I have worked in the ER for a few years now, and the fact that nurses are sitting around doesn't mean that they are lazy, most of the time they are waiting for additional orders. NOw don't get me wrong there are alot of nurses that would rather do nothing than something. In the ER you have to ensure that you have the patients wait in their assigned rooms because we do talk about patients when we are at the desk because the docs (and us) are on the go there is no other area to do it in, we just can't step aside into an empty (if there is any) room to talk about room 4!!!!.
The CTAS score also determines how often vitals are taken and how acute a person is. Please don't judge us prior to working in our area or walking in our shoes. I have been punched ,kicked, spat at, had things thrown at me and I have been sworn at and told that I was worthless (usually by family members).....but still I did my job, so if I want to sit down and cool my heels please understand.
RN2BENAUSTIN
I really appreciate your posts and that you have been willing to keep an open mind and grow. Those are qualities of a great nurse!
I remember when I was in nursing school and did my ER clinical-I was appalled at my preceptors negative attitude about her patients and her views about the ER in general. I had to write a reflective paper on my experiance and I asked some of the same questions as you did (funny-I still have the paper 12 years later) And here I am working in the ER-but with experience and a whole lot different understanding.
I remember in nursing school they talked briefly about the shock that nursing students go through when they get hit with the reality of nursing when they are actually working as nurses. I don't think my school talked enough about it. For me I was very idealistic about nursing and it has been quite a shock at times to see/work in the reality of nursing as it really is.

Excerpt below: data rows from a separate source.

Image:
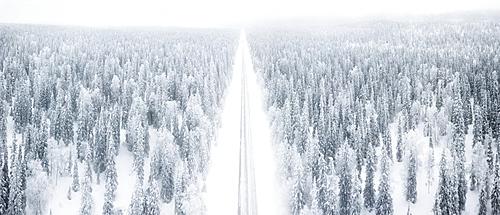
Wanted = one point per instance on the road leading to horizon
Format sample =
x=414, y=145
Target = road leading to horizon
x=242, y=177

I am a good nurse. I work very hard. You don't see me sitting on my butt hardly ever because I don't get that luxury very often.I am in and out of patient rooms constantly giving quality nursing care-that is who I am. That being said, I certainly now understand that nurse that I had such a difficult time with and wrote about in my paper years ago. As has been previously mentioned-we see incredible things in the er daily. And not just the tragidies. How about the patients that have 60 ER visits-all for dental pain, migraine pain and abd pain that all there scans, tests, etc are negative and they are drug seeking( yes it happens and yes I am aware of the legitamacy of each problem but please I am not a dumb-bunny-there are our constant flyers for drugs) Or the people who come into the ER for a hemmorhoid or cyst or very small cut and are the most DEMANDING people you have ever met. Or people who come to our ER because of a "cold" and are seen-but really they wanted the free taxi ride to where-ever because they have DSHS and get that service. I had a man the other day call 911 for abd pain and after arrival his main want was for our social worker to call his girlfriend in another state because she wasnt taking his calls and had phone ID so he figured if we called for him-she would pick up the phone because she didnt recognize the number and he could talk to her. We did abd scans,labs etc and the whole time he kept asking us to make this call. When I flat out told him were not going to call for him he got up and said he was ready to leave and left. He really didn't even have abd pain-he just wanted the phone call.

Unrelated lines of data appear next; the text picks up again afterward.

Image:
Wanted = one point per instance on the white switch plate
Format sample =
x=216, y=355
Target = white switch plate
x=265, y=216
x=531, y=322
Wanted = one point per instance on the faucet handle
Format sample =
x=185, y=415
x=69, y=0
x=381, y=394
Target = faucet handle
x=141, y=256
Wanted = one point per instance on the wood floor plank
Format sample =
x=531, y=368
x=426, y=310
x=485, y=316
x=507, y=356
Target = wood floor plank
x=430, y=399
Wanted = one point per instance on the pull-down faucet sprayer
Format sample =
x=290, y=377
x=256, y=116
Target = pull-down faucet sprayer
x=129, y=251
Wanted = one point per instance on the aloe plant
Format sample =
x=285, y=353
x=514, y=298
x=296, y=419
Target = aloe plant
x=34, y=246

These are the things that can take away your idealism very quickly and you can get quite cynical if your not careful-but you don't have to! Sometimes you have to talk it out to get through.
I do love the ER and if you see me there someday-talk with me about your concerns/perceptions and fears. Maybe I can share some insight and you can remind me again of why I started this in the first place with that new enthusiasm and hope-sometimes I need that reminder.
God bless you whereever you end up and keep asking those questions:yeah:alwayslearnin
I have been a Medical Assistant in a Hosiptal Out-Patient Facility for several years while awaiting entrance to Nursing School. But I can sympathize with what you are feeling. I work among staff of CNA's, RMA's, LPN's and RN's. And those behaviors are not specific to one level of training. It is evident throughout all levels, even some MD's act that way. I feel that it is a bad combination of reasons that this happens. One reason is personal choices. One is administrative choices. And another is just that they know no better. Administratively that behavior should not be permitted and personally people learn from the people they are around during training (in most cases, I have witnessed that).
In many years of waitressing the old saying was "If you have time to lean, you have time to clean." :wink2: I personally adhere to that mentality that there is always something to be doing... And find that asking people who sit and do nothing to help you often rubs off on them.
You cant change what they do, but you can change the presence that your actions have.
I am jumping on this tread a little late in the game and still in catching up on what was written so if I completely repeat what has already been said sorry in advance....
As a Pre-Nursing Student I think it is wonderful that you are getting a chance to shadow and see what nursing truly is about. I am sorry that you were so incredibly disheartened by the staff in which you were working with. I have to caution you a little... while talking about patients in an unprofessional matter is never appropriate some of what you saw the nurses doing (or not doing) could possibly be because of the atmosphere of an ER....which is very different from being on any other floor. The pace is a lot faster and while their definitely are protocols on vitals and type of care that is given, it is possible that more was going on behind the scenes that maybe you were not aware of. Because the nurses are so use to what they do all day long they tend forget to explain... If Nursing is what you want to do and this truly bothers you I say work hard continue on and get your degree and be the one to bring change.....through your own actions and excellent care as well as possibly going on into management where you can help re-educate some of the less cautious nurses. Sadly poor behavior will be found everywhere...people are lazy no matter what profession you are in. Being nurses that is a truly a scary thing when you think of the type of care we provide as well as the drugs we administer (a lot can go wrong fast when you have a lazy nurse).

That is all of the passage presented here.